The housing market remains strong this fall, and it’s poised to remain that way for the rest of the year, notes Jonathan Smoke, realtor.com®’s chief economist. Still, the economy and housing inventory woes may present some challenges in the months ahead.
Total home sales for this year through September have increased 4 percent compared to the same time period in 2015. Existing-home sales are up 3 percent, and new-home sales have surged 13 percent.
“The new-home market is gaining momentum as the existing-home market struggles with very low levels of inventory,” Smoke says. “As a result, new homes represent 10 percent of home sales now; a year ago, they represented only 8 percent.”
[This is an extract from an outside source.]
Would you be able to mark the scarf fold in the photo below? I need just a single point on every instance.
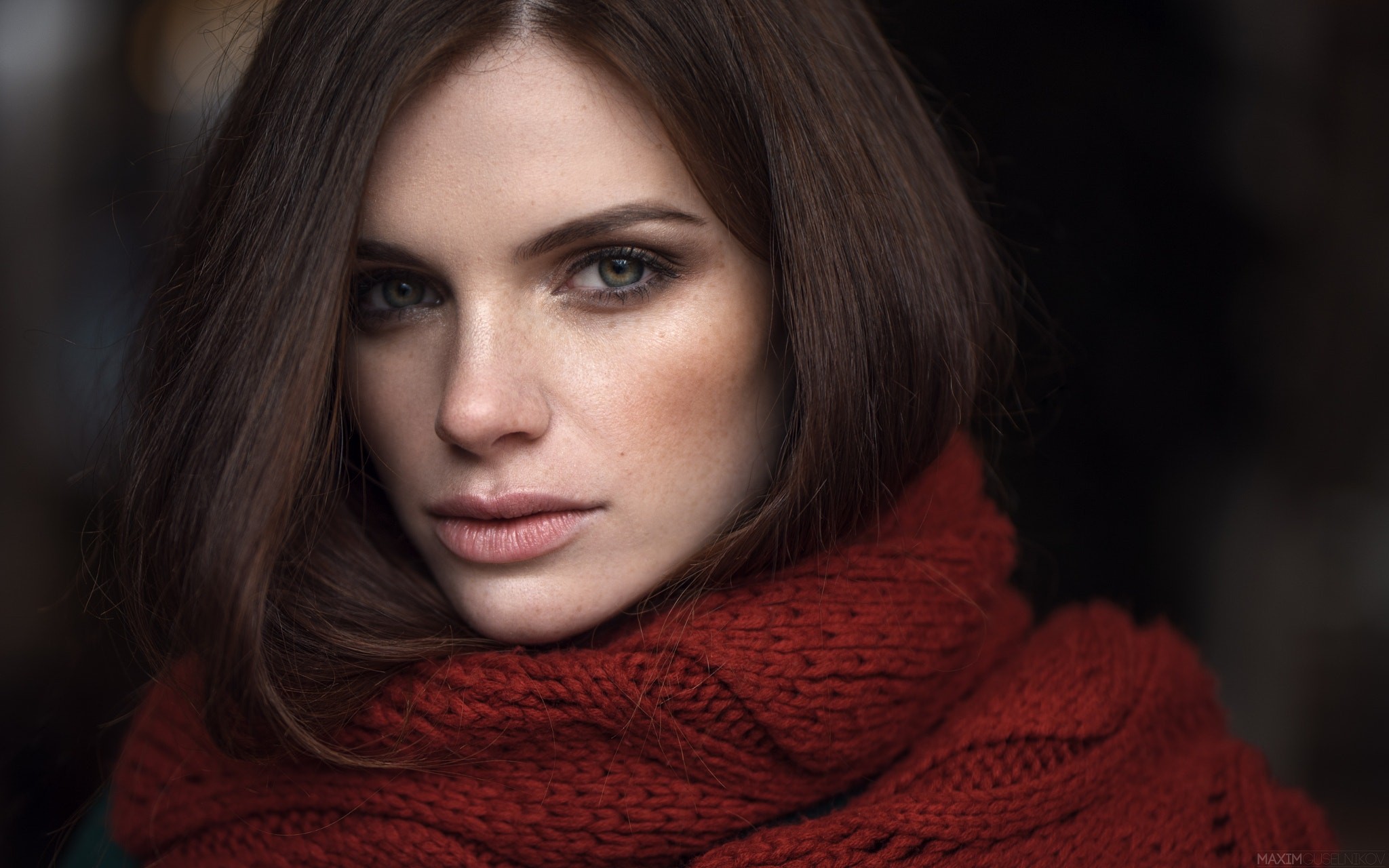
(899, 669)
Persistent tight supply of housing in many markets has led to stronger-than-normal price appreciation, Smoke notes. Existing-home prices rose a median of 6 percent over last year in September.
“The housing market outperformed the U.S. economy in the first half of the year, as growth in sales and prices was stronger than the growth in GDP,” Smoke writes. “Housing outperformed because of ample demand from buyers who haven’t yet been successful — buyers who just happen to be from the two largest generations in American history.”
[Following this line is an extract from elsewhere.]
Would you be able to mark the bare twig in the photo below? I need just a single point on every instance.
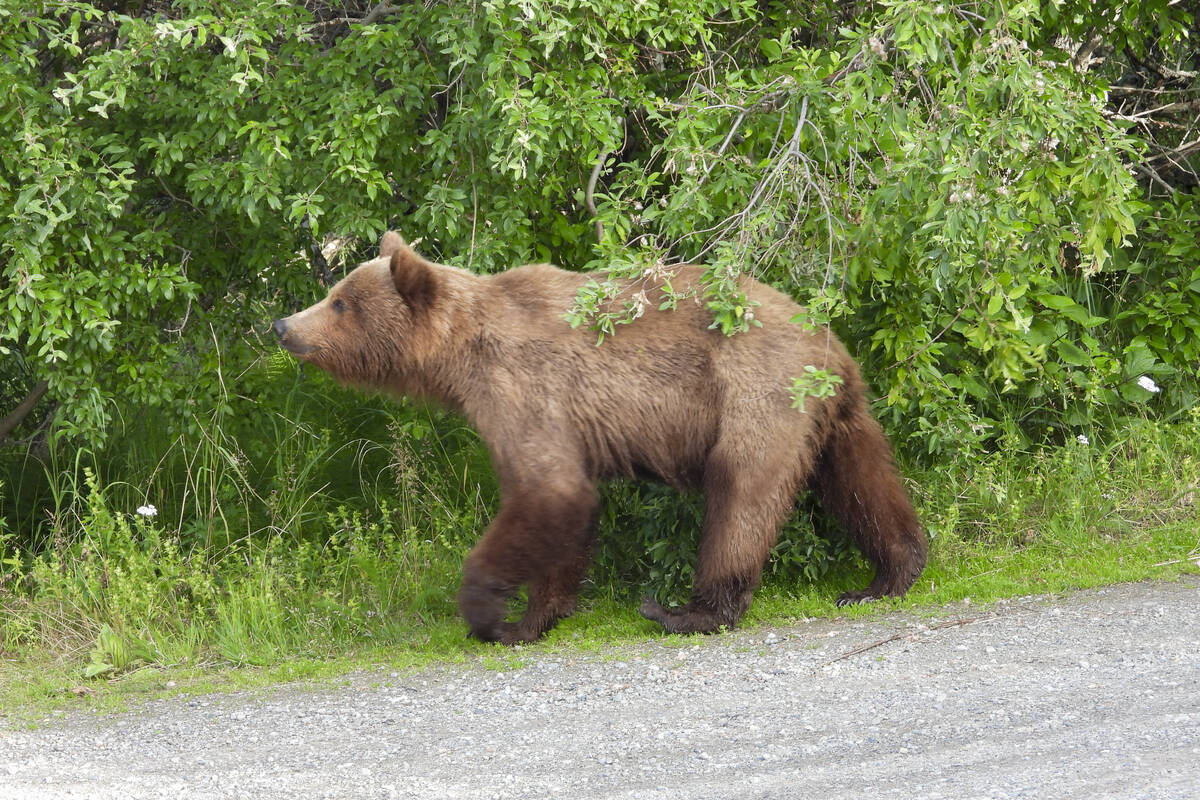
(382, 10)
(1083, 58)
(897, 637)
Millennials and baby boomers are reaching turning points in their lives. Millennials are getting married and starting families while baby boomers are looking toward retirement. Older millennials – aged 25 to 34 – are representing the largest buying age demographic in the housing market currently, according to the National Association of REALTORS®’ 2016 Profile of Home Buyers and Sellers report.
“A stronger consumer outlook on top of historically high numbers of people turning 30 as well as 65 will provide the support for continued gains in the months ahead,” Smoke says. “The key challenges will be continuing low levels of available homes for sale combined with navigating marginally higher mortgage rates.”